Can you run your code with CUDA_LAUNCH_BLOCKING=1 to get a proper stack trace and report it here please?

I have tried to implement as you mentioned. However, I still get the same problem.

Hi,

By running your script as CUDA_LAUNCH_BLOCKING=1 python your_script.py, you will get the same error but a potentially different stacktrace. This is because this disable the asynchronous part of the cuda api and the error will be raised as soon as it happens and not on the next cuda op that is unrelated.

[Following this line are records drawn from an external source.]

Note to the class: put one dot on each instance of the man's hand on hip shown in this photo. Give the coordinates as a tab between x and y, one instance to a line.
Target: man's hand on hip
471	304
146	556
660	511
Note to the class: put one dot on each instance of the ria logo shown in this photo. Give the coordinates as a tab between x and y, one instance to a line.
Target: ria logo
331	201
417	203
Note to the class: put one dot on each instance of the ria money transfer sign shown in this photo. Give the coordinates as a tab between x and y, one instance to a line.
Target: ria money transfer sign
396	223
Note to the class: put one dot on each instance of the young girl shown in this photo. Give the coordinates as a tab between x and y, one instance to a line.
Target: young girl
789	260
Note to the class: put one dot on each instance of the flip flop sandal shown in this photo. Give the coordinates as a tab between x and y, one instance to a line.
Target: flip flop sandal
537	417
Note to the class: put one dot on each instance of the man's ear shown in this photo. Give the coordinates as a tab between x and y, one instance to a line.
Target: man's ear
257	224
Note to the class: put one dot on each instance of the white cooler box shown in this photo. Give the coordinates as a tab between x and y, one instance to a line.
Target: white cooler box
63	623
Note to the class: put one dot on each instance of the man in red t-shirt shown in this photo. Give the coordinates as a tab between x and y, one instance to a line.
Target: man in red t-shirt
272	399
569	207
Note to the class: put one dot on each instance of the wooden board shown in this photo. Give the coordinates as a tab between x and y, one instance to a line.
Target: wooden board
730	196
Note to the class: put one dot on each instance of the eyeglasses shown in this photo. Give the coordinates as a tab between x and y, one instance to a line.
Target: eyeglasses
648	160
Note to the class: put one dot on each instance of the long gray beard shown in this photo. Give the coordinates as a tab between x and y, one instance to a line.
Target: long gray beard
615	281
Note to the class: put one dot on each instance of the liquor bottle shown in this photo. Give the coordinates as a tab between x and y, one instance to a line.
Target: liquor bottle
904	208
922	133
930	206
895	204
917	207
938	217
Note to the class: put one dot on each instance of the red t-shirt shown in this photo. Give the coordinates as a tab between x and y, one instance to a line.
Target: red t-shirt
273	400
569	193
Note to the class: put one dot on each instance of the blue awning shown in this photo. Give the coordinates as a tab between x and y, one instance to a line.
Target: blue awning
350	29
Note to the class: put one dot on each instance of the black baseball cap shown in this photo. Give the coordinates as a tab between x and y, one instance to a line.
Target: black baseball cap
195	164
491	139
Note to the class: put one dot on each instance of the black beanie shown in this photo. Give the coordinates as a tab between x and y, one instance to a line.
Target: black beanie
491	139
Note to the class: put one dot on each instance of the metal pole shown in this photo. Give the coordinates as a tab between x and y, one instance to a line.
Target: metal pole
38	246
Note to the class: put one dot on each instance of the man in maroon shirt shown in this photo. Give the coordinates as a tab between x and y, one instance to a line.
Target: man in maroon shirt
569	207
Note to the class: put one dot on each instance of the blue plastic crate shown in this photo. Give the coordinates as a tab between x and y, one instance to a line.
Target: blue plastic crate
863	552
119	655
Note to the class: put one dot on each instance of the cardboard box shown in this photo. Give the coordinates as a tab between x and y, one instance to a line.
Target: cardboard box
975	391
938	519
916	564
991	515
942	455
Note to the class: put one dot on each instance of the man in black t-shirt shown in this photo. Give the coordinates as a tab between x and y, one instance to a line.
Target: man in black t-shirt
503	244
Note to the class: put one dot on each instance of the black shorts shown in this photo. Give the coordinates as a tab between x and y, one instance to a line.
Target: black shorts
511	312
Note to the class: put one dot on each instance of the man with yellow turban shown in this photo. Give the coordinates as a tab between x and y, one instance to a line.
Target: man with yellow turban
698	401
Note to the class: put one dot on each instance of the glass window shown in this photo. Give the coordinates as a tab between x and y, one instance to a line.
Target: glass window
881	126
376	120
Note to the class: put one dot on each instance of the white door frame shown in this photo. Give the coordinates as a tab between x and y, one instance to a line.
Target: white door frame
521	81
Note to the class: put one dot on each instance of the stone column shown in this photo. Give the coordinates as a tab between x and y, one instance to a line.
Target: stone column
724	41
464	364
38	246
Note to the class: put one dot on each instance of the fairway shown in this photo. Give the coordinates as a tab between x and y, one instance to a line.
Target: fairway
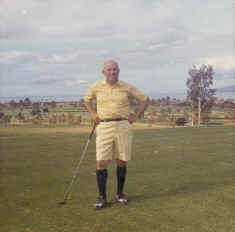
180	179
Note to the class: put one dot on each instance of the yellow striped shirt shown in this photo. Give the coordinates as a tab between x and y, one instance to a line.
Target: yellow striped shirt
113	101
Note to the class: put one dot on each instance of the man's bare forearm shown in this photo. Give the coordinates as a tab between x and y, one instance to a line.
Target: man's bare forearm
141	108
92	112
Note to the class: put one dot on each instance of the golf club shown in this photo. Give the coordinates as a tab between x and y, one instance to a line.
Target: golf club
76	170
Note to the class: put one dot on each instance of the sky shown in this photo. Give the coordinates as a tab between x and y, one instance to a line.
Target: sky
58	47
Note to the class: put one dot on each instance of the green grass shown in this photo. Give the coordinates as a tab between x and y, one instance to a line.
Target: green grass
180	179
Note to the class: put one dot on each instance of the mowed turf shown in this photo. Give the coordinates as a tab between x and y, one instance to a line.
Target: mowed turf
180	179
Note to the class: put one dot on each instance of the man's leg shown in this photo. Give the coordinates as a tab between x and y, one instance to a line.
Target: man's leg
101	177
121	177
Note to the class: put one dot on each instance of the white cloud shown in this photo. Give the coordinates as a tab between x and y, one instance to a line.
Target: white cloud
225	63
74	83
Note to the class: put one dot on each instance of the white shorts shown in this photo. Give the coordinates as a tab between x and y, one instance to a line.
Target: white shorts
114	137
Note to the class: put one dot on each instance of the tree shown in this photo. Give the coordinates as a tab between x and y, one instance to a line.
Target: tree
27	102
200	94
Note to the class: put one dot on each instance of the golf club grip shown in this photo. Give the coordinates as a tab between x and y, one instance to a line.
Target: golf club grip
92	132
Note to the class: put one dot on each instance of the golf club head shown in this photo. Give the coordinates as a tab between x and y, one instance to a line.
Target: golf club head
62	202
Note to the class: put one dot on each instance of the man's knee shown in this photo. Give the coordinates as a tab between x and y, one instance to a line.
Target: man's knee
121	163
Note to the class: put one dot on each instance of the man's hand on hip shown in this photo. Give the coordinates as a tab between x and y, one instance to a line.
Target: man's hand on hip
95	118
132	118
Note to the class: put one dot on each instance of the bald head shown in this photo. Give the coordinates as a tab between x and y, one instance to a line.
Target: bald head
111	71
110	62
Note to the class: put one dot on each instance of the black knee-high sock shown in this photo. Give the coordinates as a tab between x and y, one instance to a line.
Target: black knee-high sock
121	176
101	177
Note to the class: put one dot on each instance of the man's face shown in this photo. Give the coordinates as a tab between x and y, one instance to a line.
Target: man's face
111	72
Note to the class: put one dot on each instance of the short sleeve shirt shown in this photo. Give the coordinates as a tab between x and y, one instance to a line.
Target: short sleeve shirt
113	101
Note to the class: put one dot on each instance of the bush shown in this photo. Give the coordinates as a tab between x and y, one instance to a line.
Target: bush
180	121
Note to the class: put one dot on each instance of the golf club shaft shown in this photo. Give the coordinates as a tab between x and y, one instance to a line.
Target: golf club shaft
76	170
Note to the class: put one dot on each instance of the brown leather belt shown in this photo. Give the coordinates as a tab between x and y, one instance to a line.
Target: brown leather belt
113	119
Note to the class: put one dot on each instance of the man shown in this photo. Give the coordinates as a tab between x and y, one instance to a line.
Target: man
113	132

The following is the error. However, I do not get the error when I run my programming with the four Tesla V100s. How can I solve the problem? Thank you!
Start epoch: 0
THCudaCheck FAIL file=/opt/conda/conda-bld/pytorch_1535491974311/work/aten/src/THC/THCGeneral.cpp line=663 error=11 : invalid argument
Traceback (most recent call last):
File “main.py”, line 166, in
p_img.copy_(netG(p_z).detach())
File “/usr/local/anaconda3/envs/tensorflow/lib/python3.6/site-packages/torch/nn/modules/module.py”, line 477, in call
result = self.forward(*input, **kwargs)
File “/home/szhangcj/python/GBGAN/celebA_attention/sagan_models.py”, line 100, in forward
out,p1 = self.attn1(out)
File “/usr/local/anaconda3/envs/tensorflow/lib/python3.6/site-packages/torch/nn/modules/module.py”, line 477, in call
result = self.forward(*input, **kwargs)
File “/home/szhangcj/python/GBGAN/celebA_attention/sagan_models.py”, line 32, in forward
energy = torch.bmm(proj_query,proj_key) # transpose check
RuntimeError: cublas runtime error : the GPU program failed to execute at /opt/conda/conda-bld/pytorch_1535491974311/work/aten/src/THC/THCBlas.cu:411

Thanks for the error,
Maybe @ngimel should be able to help you investigate that further?